Le projet TranSplice de l’ULiège représente une initiative de recherche de premier plan qui pourrait à terme transformer la manière dont nous comprenons et combattons certaines des maladies tropicales les plus persistantes et dangereuses. Ainsi, en déchiffrant la manière dont les kinétoplastides fonctionnent, Arnaud Vanden Broeck espère non seulement découvrir de nouvelles stratégies pour lutter contre ces maladies, mais aussi développer des outils biotechnologiques qui pourraient transformer la recherche en biologie et en médecine.

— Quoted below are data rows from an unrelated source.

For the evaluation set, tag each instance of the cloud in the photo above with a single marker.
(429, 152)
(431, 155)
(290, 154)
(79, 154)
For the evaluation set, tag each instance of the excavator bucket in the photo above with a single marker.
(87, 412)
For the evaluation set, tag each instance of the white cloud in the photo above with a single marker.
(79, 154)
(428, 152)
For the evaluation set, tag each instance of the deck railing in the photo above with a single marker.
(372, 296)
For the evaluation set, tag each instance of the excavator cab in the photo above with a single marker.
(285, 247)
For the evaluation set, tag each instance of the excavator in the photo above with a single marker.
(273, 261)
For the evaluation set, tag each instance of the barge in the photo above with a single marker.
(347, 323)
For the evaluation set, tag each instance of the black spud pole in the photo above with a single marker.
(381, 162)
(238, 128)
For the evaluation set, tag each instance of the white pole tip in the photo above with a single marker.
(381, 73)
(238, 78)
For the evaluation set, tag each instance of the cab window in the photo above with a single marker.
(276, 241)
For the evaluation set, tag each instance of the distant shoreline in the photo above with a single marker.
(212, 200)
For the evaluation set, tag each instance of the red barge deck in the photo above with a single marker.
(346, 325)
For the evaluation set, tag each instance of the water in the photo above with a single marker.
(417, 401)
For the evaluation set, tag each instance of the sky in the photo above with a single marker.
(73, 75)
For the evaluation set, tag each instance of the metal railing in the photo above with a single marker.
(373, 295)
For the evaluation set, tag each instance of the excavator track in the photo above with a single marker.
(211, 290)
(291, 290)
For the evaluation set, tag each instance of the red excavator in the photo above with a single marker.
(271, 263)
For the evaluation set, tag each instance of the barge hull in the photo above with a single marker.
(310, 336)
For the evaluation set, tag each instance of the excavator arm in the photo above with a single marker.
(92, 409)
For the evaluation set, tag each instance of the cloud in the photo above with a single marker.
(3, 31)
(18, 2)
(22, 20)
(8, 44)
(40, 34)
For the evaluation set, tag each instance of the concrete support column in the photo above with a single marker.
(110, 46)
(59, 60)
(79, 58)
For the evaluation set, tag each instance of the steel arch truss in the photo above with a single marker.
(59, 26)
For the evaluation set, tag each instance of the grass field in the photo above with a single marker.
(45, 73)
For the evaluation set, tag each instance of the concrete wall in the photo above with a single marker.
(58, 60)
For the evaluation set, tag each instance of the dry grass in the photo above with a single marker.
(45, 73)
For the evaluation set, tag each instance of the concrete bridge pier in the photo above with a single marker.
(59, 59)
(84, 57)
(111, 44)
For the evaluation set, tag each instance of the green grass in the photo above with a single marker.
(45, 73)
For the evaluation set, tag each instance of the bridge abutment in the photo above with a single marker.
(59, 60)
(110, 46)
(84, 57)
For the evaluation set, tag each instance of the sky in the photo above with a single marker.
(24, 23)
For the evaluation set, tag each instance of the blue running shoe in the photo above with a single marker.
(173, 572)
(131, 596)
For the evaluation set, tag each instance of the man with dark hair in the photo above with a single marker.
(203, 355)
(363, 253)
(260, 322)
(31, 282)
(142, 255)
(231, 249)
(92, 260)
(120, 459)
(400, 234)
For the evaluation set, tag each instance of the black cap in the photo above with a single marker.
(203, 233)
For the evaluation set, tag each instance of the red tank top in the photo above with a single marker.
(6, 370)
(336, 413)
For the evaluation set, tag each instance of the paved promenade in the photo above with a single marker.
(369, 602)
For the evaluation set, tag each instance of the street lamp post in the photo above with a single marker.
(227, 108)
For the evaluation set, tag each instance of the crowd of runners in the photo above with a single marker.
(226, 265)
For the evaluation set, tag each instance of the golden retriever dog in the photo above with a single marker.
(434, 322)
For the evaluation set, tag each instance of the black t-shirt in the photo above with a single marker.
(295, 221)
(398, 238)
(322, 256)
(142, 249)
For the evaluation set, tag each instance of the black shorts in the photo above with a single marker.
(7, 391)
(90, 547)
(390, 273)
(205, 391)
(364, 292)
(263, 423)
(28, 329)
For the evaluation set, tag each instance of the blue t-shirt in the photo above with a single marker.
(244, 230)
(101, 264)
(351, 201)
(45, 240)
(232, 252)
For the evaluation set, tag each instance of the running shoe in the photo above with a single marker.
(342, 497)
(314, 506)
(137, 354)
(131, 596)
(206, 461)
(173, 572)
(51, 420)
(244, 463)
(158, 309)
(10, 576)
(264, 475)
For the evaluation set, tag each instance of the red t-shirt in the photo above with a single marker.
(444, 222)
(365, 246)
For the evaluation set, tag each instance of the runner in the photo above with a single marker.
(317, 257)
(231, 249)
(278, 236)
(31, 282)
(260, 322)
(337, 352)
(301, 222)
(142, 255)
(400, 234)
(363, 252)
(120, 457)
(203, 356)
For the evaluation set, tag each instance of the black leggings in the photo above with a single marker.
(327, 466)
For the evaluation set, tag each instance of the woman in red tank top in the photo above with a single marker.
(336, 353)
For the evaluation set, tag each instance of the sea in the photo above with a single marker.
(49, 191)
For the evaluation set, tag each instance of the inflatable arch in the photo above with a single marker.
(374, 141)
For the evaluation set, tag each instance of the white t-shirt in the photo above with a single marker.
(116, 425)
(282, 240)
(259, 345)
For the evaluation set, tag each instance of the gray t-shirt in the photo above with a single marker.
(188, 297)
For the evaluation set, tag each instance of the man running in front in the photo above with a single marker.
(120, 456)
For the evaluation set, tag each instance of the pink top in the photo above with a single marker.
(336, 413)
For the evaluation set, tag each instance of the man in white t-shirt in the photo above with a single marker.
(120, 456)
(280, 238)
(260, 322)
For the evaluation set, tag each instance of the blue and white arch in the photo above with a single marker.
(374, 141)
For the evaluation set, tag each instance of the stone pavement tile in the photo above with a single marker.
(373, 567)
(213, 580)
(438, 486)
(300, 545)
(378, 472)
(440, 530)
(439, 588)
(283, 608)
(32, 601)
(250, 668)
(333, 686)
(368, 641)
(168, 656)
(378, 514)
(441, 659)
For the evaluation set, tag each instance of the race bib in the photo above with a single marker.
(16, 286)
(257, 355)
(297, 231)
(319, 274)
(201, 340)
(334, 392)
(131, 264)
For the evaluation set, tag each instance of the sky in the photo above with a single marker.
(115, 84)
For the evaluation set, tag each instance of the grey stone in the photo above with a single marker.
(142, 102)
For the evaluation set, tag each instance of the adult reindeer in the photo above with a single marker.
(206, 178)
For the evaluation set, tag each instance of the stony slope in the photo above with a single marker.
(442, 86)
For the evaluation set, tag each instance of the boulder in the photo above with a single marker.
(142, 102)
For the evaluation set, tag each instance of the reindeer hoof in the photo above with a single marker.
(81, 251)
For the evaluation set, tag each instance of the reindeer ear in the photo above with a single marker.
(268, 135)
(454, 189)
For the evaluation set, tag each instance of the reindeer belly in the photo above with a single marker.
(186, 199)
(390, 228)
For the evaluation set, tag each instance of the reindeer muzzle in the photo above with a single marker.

Passionné depuis sa plus tendre enfance par les sciences, Arnaud Vanden Broeck est titulaire d'un master en Biochimie, Biologie Moléculaire et Cellulaire de l'Université de Liège obtenu en 2014. Il a ensuite entrepris un doctorat en Biophysique et Biologie Structurale à l'Institut de Génétique, Biologie Moléculaire et Cellulaire (IGBMC) de Strasbourg, sous la supervision du Dr Valérie Lamour. Son sujet de thèse portait sur l’étude structurale des ADN topoisomérases de type 2, tant bactériennes qu'humaines, ainsi que sur les mécanismes d’inhibition de ces enzymes par des composés thérapeutiques. En 2019, il poursuit ses recherches et s'expatrie aux Etats Unis pour entamer un postdoctorat financé par une bourse EMBO au sein du laboratoire du Dr Sebastian Klinge à l'Université Rockefeller de New York. Pendant cinq ans, il y développera ses recherches sur l’élucidation structurale de l’assemblage du ribosome humain par cryomicroscopie électronique. Les travaux d'Arnaud Vanden Broeck ont été publiés dans plusieurs revues internationales renommées (Science, Nature Structural and Molecular Biology, Molecular Cell). Il est également le lauréat du Prix Scaringe décerné par la Société internationale de l’ARN (RNA Society). En 2024 il décroche un mandat de chercheur qualifié du FNRS et une bourse ERC Starting Grant pour revenir à l’Université de Liège, où il met sur pied son laboratoire au sein du Centre d'Ingénierie des protéines (unité de recherche InBioS/ Faculté des Sciences), pour poursuivre ses recherches dans le domaine de la régulation de l’expression des gènes chez les parasites kinétoplastides.